Je proclame à haute voix me sentir laide, grosse et dégueulasse — dans cet ordre — depuis des années. À répétition, je marmonne à moi-même « obèse ». Mon cerveau a tellement bien intégré que je me définis comme une baleine échouée que quand je tombe sur une image de ce mammifère marin, il ne capte pas de quoi il s’agit réellement. « Ce n’est pas ÇA une baleine franchement ! J’en connais une, moi, et elle ne ressemble pas du tout à ça ! » Il réagit de la même façon pour la vache ou le porc, d’ailleurs : il n’a aucune idée de ce que sont véritablement ces animaux. Il les associe plutôt à moi tant j’ai fait coller ces insultes à ma peau.

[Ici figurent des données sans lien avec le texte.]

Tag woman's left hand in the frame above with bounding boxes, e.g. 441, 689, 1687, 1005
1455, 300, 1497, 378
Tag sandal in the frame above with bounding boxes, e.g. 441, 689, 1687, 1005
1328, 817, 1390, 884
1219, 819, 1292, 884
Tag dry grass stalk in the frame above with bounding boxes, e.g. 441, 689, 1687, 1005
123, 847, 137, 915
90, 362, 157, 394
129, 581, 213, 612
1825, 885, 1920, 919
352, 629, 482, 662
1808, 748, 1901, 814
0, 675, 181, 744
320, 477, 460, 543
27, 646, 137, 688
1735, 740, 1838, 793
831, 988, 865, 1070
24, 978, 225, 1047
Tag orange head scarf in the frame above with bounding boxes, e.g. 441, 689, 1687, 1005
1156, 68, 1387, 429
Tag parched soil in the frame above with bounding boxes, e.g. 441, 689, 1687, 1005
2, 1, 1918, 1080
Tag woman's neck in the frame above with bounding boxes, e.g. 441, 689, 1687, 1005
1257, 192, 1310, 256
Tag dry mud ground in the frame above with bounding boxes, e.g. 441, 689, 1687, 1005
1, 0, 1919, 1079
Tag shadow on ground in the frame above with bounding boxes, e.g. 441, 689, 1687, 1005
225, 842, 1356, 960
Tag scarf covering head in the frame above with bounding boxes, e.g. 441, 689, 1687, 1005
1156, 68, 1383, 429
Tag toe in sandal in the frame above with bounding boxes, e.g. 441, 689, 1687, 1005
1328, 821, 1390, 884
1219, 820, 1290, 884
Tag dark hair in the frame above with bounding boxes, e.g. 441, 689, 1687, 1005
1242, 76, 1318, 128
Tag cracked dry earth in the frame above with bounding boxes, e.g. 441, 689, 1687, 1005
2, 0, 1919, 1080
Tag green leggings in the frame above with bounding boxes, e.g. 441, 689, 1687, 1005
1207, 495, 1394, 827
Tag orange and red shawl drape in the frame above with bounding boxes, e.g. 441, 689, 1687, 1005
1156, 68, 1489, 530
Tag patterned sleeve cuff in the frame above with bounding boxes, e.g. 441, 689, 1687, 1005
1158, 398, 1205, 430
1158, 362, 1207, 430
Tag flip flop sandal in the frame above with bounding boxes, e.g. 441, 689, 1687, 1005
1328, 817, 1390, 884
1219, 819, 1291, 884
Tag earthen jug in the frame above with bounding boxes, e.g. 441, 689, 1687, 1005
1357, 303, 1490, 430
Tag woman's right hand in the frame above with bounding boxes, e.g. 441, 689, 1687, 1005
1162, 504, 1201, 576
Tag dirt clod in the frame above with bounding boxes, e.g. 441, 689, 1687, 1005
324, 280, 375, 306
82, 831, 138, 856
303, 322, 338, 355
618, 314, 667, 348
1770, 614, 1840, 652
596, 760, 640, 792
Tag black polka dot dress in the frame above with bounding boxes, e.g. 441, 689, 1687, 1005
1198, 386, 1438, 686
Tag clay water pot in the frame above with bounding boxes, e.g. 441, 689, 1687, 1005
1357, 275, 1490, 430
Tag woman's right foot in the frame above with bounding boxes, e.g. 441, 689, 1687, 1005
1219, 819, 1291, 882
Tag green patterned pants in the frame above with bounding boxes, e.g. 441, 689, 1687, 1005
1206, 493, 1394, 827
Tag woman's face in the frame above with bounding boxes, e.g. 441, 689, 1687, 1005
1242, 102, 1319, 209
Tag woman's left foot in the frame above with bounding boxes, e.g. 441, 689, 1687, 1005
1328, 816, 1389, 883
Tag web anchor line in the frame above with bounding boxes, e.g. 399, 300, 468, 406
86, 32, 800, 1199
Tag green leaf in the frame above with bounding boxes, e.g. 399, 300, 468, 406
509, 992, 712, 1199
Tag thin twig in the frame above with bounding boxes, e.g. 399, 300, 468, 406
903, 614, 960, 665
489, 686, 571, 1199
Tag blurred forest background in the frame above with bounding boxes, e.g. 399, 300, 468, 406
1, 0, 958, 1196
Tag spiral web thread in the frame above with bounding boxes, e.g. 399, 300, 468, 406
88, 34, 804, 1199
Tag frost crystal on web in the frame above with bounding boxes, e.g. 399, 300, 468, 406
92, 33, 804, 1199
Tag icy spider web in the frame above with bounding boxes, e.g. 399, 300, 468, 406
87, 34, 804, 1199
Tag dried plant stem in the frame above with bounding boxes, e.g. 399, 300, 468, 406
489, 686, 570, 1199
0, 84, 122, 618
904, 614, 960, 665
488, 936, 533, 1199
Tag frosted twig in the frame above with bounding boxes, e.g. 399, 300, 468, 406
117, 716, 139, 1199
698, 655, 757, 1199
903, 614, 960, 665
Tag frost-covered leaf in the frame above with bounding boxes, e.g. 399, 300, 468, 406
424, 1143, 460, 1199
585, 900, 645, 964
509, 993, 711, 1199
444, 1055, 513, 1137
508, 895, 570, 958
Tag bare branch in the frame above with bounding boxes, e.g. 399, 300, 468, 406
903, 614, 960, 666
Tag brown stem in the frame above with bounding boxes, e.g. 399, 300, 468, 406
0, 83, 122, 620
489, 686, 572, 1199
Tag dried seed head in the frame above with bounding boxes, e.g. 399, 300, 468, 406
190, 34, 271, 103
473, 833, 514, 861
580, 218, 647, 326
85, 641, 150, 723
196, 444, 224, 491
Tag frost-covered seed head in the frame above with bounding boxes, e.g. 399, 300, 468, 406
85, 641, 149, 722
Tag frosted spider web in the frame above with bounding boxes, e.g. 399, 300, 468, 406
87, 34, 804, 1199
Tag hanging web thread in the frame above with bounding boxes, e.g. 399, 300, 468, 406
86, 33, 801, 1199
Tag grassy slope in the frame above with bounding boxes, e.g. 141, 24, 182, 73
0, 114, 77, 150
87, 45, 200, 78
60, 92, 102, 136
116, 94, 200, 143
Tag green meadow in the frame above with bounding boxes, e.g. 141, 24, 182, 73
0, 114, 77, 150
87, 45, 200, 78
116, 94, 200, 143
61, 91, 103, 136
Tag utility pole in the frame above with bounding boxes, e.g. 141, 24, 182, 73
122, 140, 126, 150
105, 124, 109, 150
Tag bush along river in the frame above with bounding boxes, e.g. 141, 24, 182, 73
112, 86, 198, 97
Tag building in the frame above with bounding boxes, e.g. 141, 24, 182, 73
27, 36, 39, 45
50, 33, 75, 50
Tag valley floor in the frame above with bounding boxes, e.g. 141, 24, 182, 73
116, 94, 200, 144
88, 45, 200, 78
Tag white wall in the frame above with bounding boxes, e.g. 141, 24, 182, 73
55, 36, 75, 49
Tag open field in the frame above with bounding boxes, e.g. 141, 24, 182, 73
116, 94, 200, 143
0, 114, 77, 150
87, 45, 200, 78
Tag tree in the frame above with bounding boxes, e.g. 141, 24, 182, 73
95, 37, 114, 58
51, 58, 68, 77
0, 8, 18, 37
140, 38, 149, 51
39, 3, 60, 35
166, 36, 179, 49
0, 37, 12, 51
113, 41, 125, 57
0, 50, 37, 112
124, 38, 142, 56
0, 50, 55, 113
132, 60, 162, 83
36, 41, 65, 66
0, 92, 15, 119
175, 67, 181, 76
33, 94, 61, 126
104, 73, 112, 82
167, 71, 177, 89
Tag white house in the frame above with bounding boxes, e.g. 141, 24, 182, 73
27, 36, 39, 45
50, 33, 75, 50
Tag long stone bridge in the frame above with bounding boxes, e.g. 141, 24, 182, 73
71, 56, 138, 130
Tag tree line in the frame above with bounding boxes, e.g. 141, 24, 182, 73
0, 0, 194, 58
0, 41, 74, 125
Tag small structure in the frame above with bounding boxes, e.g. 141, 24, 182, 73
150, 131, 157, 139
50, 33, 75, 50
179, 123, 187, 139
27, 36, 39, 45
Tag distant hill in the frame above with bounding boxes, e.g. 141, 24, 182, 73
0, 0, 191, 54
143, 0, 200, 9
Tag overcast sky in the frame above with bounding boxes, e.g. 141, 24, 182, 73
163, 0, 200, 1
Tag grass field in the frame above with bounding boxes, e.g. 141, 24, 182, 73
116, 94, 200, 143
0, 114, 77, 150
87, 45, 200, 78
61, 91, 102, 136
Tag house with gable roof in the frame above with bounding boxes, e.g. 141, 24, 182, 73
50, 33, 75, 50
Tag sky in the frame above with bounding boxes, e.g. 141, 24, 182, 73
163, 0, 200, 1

J’ai voulu perdre et perdre du poids un nombre incalculable de fois par peur de devenir grosse. J’ai essayé tous les régimes possibles de «Montignac» à «Mince à vie» aux cures de jus en passant par les jeûnes intermittents. J’ai réussi à abaisser mon IMC jusqu’à un chiffre ridiculement bas par crainte d’une perte de contrôle sur ma silhouette. J’ai surveillé de façon abusive mes comportements entourant mon alimentation pour m’assurer que la balance ne m’annoncerait jamais que j’avais un tant soit peu engraissé. Au fond, j’ai diabolisé la prise de poids. Inconsciemment, j’ai très tôt fait germer en moi l’idée qu’être « grosse » constituait un danger. J’ai présumé que ma valeur personnelle était influencée par mon gabarit. Pire, j’ai estimé que ma vie pouvait être handicapée par ce à quoi je ressemblais physiquement. Sans le savoir, je posais ainsi un jugement extrêmement négatif sur la diversité corporelle. Je n’y avais jamais réfléchi avant ce jour. Non, moi, avant, je disais qu’une taille plus imposante ne me dérangeait que chez moi. Quelle foutaise ! Mon trouble alimentaire est basé sur une phobie de la grosseur, comment pouvais-je honnêtement affirmer que celle-ci ne me causait aucun problème ?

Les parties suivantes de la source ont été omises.